Knowledge, Skill and Competency Requirements:
  • Proficiency with billing the following insurances, Medicare, Medicaid, BCBS, Commercial
  • Ability to communicate effectively both verbally and in writing, in a professional manner with customers and patients
  • Must proficiently use insurance websites i.e., C-Snap, Champs, Web Denis, etc., 2 months after date of hire
  • Reading skills to comprehend correspondence and materials specific to the healthcare industry
  • Must demonstrate ability to maintain security and confidentiality with utmost discretion
  • Ability to communicate effectively both verbally and in writing, in the English language
  • Ability to organize tasks and insure timely completion of all projects
  • Advanced computer skills including the ability to utilize a computer PC with Windows operating system
  • Ability to operate office equipment, including but not limited to, copier, fax machine, scanner, monitor, multi-line telephone, printer, and calculator
  • Proficiency with Microsoft Word and Excel
  • Regular attendance and timeliness
  • Skilled in typing, data entry, scanning, electronic filing and document retrieval
  • High School Diploma
  • Must be at least 18 years old

Physical Factors: Suitable dexterity to operate standard office equipment.
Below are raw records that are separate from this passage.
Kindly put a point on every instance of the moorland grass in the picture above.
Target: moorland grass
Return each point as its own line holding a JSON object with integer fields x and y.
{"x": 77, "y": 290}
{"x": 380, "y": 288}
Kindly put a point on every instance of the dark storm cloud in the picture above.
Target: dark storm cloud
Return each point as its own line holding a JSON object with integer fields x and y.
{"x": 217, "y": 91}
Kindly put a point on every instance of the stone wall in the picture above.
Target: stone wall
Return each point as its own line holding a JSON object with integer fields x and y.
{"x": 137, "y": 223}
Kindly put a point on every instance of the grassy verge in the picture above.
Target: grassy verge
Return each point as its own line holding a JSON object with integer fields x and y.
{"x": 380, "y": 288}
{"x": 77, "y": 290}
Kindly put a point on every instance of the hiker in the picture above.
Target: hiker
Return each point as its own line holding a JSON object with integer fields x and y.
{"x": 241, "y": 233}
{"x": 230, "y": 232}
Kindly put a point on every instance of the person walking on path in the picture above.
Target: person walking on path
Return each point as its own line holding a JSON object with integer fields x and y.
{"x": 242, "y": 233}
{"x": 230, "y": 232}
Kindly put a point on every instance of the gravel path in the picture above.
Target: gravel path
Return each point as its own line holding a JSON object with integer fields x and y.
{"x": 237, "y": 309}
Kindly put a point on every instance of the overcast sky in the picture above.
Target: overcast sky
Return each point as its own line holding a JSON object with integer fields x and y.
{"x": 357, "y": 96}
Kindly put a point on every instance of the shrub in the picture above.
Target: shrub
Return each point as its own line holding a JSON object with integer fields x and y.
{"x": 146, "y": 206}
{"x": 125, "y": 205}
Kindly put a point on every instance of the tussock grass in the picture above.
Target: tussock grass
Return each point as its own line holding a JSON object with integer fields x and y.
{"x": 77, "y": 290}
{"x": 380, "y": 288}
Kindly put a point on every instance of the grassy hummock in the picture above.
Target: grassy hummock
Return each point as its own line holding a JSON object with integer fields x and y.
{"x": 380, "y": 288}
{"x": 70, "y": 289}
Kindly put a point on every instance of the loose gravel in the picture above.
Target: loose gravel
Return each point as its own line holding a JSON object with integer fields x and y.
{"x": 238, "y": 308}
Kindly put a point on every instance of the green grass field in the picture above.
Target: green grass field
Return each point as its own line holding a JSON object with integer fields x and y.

Capability to stand or sit for extended periods of time.

Working Conditions: Most work is done in a typical office setting with daily exposure in all other department areas. Regular, in-person attendance is an essential function of the job. Materials and equipment used include desktop computer, telephone, fax, copier, printer and other standard office equipment. Hours must be flexible to meet the demands of the office.